From Knowing to Being

Knowing

Knowing is not attending another inset or course, it's not collecting slides and it's not nodding at research you already agree with. Knowing is clarity.

In schools, this means understanding the why behind relational and restorative practice, the neuroscience of stress, the link between belonging and behaviour and the evidence that high challenge must sit alongside high support.

It creates shared language across leaders, teachers and support staff. But let's be honest: education is not short of knowledge. It is short of disciplined application. If your strategy ends at training delivery, you have informed people, but you haven't transformed culture.

Knowing sets direction. It does not create change.

Doing

Doing is where most initiatives quietly fail. It's implementation. It's moving content into context.
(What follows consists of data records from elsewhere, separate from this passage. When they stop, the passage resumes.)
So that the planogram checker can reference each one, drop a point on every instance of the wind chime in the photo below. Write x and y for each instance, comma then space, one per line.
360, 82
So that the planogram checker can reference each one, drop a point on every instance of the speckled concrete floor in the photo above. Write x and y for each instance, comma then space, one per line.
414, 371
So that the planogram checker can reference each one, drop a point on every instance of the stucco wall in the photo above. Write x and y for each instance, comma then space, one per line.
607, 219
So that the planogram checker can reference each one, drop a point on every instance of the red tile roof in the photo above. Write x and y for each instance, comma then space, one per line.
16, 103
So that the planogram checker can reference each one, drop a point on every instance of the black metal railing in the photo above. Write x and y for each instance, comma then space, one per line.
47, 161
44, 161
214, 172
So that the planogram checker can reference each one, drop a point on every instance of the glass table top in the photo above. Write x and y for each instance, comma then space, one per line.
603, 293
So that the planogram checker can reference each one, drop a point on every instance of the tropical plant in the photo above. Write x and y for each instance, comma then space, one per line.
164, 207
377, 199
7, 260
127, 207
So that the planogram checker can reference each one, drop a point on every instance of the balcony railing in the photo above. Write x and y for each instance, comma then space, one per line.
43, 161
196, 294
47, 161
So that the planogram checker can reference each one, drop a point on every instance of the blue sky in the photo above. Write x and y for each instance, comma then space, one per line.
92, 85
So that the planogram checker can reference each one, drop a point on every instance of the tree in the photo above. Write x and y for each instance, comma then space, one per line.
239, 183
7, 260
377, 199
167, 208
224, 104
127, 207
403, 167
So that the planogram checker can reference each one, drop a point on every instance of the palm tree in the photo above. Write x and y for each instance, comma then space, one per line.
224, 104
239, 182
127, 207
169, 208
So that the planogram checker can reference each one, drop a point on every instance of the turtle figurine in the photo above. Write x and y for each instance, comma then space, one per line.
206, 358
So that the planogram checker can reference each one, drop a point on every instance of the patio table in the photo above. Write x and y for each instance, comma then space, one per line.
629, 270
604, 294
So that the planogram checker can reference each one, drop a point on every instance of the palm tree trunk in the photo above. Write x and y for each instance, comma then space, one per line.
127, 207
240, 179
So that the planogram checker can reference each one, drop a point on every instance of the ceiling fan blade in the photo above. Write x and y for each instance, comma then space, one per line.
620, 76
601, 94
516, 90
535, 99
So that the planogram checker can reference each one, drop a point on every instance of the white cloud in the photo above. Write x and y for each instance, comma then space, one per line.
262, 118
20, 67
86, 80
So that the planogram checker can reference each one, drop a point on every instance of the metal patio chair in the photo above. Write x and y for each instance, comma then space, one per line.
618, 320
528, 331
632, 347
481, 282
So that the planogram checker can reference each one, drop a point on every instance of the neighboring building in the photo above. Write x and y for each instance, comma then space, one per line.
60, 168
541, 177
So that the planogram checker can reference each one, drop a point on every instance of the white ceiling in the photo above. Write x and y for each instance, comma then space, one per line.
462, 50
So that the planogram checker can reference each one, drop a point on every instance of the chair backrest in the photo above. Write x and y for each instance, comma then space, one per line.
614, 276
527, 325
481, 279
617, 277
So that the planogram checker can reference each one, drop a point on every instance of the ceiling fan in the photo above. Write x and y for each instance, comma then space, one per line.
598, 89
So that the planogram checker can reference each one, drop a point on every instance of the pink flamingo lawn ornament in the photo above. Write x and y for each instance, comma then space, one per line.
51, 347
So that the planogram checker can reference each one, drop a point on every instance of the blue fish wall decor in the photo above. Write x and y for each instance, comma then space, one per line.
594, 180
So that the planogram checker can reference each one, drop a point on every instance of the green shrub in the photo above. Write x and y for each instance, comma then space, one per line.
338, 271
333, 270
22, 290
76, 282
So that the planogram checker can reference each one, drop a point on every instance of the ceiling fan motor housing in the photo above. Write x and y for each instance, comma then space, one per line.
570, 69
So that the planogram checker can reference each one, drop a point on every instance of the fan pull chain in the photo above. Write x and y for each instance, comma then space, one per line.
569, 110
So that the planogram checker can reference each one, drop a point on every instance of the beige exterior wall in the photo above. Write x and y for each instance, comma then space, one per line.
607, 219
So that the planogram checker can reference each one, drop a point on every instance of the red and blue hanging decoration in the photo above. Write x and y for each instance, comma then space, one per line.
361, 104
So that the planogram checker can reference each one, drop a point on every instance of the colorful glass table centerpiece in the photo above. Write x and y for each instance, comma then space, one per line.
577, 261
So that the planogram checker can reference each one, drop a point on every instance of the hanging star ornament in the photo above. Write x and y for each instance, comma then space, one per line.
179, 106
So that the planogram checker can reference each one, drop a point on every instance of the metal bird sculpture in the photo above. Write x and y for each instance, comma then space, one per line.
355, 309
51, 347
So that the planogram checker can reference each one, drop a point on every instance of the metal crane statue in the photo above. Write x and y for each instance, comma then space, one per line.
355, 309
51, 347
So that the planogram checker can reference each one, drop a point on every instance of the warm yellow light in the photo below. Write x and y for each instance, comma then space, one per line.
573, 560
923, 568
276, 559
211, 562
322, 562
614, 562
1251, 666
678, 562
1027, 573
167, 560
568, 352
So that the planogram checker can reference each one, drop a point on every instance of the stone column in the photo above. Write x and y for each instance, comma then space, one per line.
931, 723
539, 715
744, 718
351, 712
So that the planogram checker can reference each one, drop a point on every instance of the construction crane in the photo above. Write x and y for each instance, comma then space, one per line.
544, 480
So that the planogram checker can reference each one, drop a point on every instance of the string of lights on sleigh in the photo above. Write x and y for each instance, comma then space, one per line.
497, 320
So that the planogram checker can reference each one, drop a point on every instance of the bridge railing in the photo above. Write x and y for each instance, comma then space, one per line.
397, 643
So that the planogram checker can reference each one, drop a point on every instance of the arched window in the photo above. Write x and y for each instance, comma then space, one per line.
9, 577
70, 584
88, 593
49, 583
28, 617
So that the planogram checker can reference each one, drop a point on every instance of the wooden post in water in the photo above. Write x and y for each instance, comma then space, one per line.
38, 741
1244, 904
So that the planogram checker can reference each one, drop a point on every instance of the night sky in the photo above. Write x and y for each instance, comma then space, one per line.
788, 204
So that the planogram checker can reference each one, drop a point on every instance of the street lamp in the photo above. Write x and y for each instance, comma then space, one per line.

It's asking, “what does this look like in our corridors, with our pupils, under our pressures?”

Doing is:

  • leaders modelling the language
  • staff practising restorative conversations
  • systems aligning behaviour policy with relational values and belonging at the heart of all we do

This is not inspirational, it is repetitive and It is coached. It also measured alongside what’s treasured and then refined.

Competence quickly becomes confidence through rehearsal, not rhetoric. If practice has not shifted in the classroom, the training has not landed. Doing is the bridge between ambition and impact.

Being

Being is the sustainability. It's when relational practice is no longer a programme, it's your identity.

Being shows up in how adults regulate themselves under pressure, in how conflict is repaired rather than avoided and in how new staff are inducted into culture, not just procedure.

Being means the work survives beyond the consultant, beyond the funding cycle, beyond the latest inspection framework. This is long-term culture change.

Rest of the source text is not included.